Sector performance revealed significant divergence, with jewellery and clothing sectors outperforming the overall index. The jewellery sector's Current reading climbed to 57.1, representing a 5.9 point increase, while its Expectation reading rose to 56.0. The clothing sector showed even more substantial improvement, with its Current Index rising to 52.1 and its Expectation Index increasing by 9.2 points to 53.4. In contrast, electronics exporters experienced weakened sentiment with a Current reading of 44.9 and Expectation reading of 45.6, signaling disruptions over the Chinese New Year period.
Cost pressures showed signs of stabilization, with the Cost Sub-Index improving significantly despite remaining in negative territory. The Current reading rose 15.2 points to 38.1 while the Expectation reading increased by 8.5 points to 41.3, indicating potential sustained relief from cost pressures. The research noted that recent surges in oil and energy prices triggered by developments in the Middle East were not factored into the survey as fieldwork was conducted in January and February.
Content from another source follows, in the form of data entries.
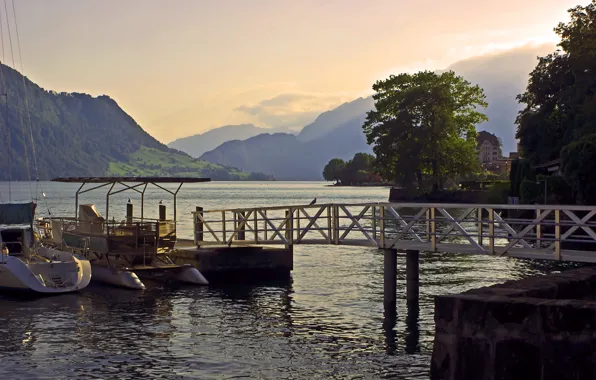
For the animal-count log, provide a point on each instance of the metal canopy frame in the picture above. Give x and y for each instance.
(140, 182)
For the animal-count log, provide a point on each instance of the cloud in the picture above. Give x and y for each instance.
(292, 110)
(503, 75)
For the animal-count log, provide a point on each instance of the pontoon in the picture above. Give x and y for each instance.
(128, 252)
(26, 265)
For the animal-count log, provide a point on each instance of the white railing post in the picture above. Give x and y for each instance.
(557, 234)
(480, 226)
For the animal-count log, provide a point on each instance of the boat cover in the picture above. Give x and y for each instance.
(17, 213)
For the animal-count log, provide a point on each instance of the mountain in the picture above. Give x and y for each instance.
(286, 157)
(76, 134)
(503, 76)
(327, 121)
(198, 144)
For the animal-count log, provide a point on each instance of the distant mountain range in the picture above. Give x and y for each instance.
(336, 133)
(76, 134)
(198, 144)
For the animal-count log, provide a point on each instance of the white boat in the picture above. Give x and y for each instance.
(26, 265)
(123, 253)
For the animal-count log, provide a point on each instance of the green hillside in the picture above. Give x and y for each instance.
(155, 162)
(76, 134)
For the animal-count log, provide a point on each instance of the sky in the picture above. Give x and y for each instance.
(183, 67)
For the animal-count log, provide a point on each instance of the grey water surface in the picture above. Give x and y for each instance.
(326, 322)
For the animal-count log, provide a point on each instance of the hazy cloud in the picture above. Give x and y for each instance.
(292, 110)
(503, 75)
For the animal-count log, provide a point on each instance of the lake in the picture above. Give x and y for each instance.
(326, 322)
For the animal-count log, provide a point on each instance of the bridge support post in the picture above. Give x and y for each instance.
(412, 278)
(242, 227)
(390, 281)
(199, 228)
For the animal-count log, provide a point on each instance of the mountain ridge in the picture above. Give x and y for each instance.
(75, 134)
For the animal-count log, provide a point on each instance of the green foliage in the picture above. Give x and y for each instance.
(78, 135)
(531, 192)
(334, 169)
(521, 169)
(498, 192)
(578, 160)
(557, 190)
(358, 170)
(560, 106)
(423, 128)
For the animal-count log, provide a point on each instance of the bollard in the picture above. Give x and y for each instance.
(241, 231)
(199, 225)
(412, 277)
(390, 280)
(162, 212)
(129, 212)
A significant finding from the survey highlights the growing importance of cross-border e-commerce as a strategic sales channel. The thematic assessment revealed that 46% of respondents were already engaged in cross-border e-commerce, with an additional 20% planning to enter the sector within the coming year. Among companies already utilizing e-commerce channels, the Chinese Mainland ranked as the leading destination at 24%, followed by the EU27 & UK at 17%, Canada & the US at 15%, and the ASEAN bloc at 14%. Kenneth Lee, HKTDC Section Head of Special Project & Business Advisory, emphasized that "market diversification remains a key strategy for Hong Kong traders to mitigate risks" while more companies leverage e-commerce to boost sales and enhance business sustainability.
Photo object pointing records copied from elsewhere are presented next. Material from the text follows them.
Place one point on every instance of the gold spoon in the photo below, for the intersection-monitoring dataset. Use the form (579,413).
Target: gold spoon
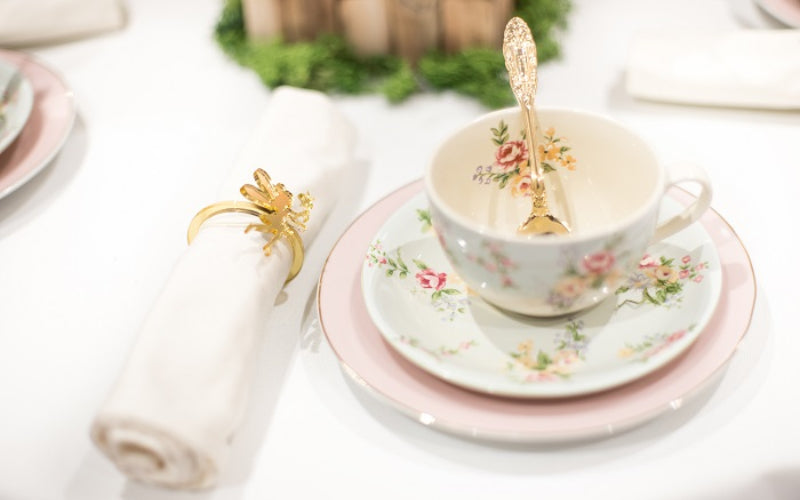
(519,51)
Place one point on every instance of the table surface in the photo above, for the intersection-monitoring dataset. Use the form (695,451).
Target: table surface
(86,246)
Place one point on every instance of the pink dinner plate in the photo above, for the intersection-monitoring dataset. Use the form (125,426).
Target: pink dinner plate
(47,127)
(785,11)
(375,365)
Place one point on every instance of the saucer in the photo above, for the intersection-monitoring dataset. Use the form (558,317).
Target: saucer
(426,313)
(48,126)
(785,11)
(377,367)
(18,109)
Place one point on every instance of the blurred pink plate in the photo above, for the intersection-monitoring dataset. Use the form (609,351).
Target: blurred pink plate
(373,364)
(785,11)
(46,130)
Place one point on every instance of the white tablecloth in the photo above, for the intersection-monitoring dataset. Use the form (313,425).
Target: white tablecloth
(86,246)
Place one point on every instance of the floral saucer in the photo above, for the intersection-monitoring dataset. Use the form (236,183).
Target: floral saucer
(427,314)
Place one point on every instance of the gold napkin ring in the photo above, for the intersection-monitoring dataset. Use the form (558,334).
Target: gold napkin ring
(273,205)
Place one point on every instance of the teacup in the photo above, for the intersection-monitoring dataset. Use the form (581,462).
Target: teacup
(601,178)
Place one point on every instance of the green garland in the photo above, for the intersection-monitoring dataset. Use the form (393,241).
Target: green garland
(328,63)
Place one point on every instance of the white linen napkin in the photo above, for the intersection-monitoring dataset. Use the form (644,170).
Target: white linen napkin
(748,68)
(27,22)
(180,397)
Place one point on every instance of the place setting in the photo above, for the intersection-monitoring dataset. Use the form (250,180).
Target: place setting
(547,280)
(37,111)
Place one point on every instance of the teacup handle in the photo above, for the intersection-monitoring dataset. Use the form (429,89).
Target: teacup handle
(685,172)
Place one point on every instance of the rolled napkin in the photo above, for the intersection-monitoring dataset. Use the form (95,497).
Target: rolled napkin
(751,69)
(170,417)
(28,22)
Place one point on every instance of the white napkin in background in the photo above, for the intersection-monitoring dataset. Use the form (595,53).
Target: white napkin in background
(183,391)
(751,69)
(29,22)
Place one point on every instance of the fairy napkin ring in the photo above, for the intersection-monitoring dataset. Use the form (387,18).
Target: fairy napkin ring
(274,206)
The research findings suggest that while Hong Kong exporters face headwinds from global uncertainties, strategic adaptation through sector focus and digital transformation may provide pathways to resilience. The growing adoption of e-commerce channels represents a structural shift in how Hong Kong businesses approach international trade, potentially reshaping export strategies in an increasingly digital global economy. For business leaders monitoring Asian trade dynamics, these developments highlight both the challenges of geopolitical uncertainty and the opportunities presented by digital commerce platforms and market diversification strategies.